I flipped the coin high in the air, and it caught the eye of a kid, about twelve years old, crossing the street in the other direction, dribbling a basketball. “Hey, heads, right?” he shouted at me.
“It was tails,” I told him.
“Awww,” he said. The Smith housing projects had a great piece of public art I never knew about called “Orbital Connector”: a giant titanium arrow piercing a globe of the world. I kept walking–I always keep walking–and passed by a guy selling stuff on the sidewalk, including a half-empty bottle of aftershave gel.

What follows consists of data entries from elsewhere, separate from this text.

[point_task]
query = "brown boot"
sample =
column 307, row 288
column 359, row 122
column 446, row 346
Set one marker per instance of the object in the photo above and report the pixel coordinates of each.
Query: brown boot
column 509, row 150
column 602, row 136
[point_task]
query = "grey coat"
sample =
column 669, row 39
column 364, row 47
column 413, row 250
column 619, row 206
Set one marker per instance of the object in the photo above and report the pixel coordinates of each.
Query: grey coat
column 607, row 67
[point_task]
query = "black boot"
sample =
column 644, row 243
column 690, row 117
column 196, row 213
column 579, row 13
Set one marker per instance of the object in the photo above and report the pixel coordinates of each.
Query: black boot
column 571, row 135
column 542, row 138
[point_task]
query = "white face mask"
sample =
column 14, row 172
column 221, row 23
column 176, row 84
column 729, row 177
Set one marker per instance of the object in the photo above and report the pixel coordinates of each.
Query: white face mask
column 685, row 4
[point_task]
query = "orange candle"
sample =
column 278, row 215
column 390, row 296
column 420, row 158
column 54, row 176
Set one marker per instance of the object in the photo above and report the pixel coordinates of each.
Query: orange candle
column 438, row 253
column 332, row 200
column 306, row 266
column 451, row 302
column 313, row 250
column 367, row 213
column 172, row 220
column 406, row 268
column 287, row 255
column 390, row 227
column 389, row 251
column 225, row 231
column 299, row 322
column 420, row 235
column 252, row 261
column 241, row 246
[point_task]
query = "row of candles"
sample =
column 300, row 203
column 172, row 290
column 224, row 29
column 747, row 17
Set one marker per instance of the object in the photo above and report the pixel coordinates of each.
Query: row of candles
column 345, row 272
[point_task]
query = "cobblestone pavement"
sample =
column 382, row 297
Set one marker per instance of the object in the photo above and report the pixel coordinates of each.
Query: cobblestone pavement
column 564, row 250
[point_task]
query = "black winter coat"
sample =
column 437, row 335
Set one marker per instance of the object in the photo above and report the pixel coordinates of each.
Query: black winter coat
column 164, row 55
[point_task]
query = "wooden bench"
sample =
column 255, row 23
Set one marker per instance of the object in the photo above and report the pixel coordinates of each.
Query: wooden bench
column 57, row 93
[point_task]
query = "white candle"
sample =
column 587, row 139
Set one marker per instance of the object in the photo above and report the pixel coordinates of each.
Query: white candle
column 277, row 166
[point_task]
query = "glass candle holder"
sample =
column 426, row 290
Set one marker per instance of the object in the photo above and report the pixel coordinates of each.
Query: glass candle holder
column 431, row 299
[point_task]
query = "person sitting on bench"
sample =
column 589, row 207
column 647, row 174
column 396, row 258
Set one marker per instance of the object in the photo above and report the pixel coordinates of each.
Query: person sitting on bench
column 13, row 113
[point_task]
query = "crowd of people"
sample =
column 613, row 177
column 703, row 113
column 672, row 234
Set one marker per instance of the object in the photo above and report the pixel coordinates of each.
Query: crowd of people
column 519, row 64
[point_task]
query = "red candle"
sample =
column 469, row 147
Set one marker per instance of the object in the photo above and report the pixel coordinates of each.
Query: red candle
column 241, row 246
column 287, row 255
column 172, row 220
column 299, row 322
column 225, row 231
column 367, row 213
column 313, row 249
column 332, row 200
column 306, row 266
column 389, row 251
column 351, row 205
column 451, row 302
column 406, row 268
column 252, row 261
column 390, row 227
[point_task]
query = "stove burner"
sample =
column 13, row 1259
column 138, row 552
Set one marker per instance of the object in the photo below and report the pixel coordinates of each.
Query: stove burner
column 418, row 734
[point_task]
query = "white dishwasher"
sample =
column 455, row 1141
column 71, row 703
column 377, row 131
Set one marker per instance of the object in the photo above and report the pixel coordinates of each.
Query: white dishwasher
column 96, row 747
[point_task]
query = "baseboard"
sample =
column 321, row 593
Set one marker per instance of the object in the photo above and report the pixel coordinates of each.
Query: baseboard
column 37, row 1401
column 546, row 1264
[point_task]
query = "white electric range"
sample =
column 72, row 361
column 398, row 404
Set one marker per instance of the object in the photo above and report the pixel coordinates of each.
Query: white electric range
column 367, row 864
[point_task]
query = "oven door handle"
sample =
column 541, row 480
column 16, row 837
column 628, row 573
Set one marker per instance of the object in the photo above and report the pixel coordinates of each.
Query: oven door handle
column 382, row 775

I continued north, staying about one block away from the East River. I passed the outskirts of Chinatown and was soon across the street from Pathmark, at which point I doglegged and kept going north (to the LaGuardia projects, including the Little Flower playground). At LaGuardia, I went around in circles for a while, and overheard an earnest hipster saying “Imagine romanticizing cocaine so much that you call your album Parallel Lines.”
A U-turn led me back south; I passed by a laundromat, where “Careless Whisper” played, a Latino girl shouted “Give me my fucking money,” and two boys played keepaway. I ended up at an insanely complicated intersection at the center of Chinatown. As I tried to calculate how to flip the right number of coins for all the branching roads, my time ran out.
When I walked home, I thought it was pleasant to be exercising free will, but a little boring, since the choices I made were to go in direct a path as possible.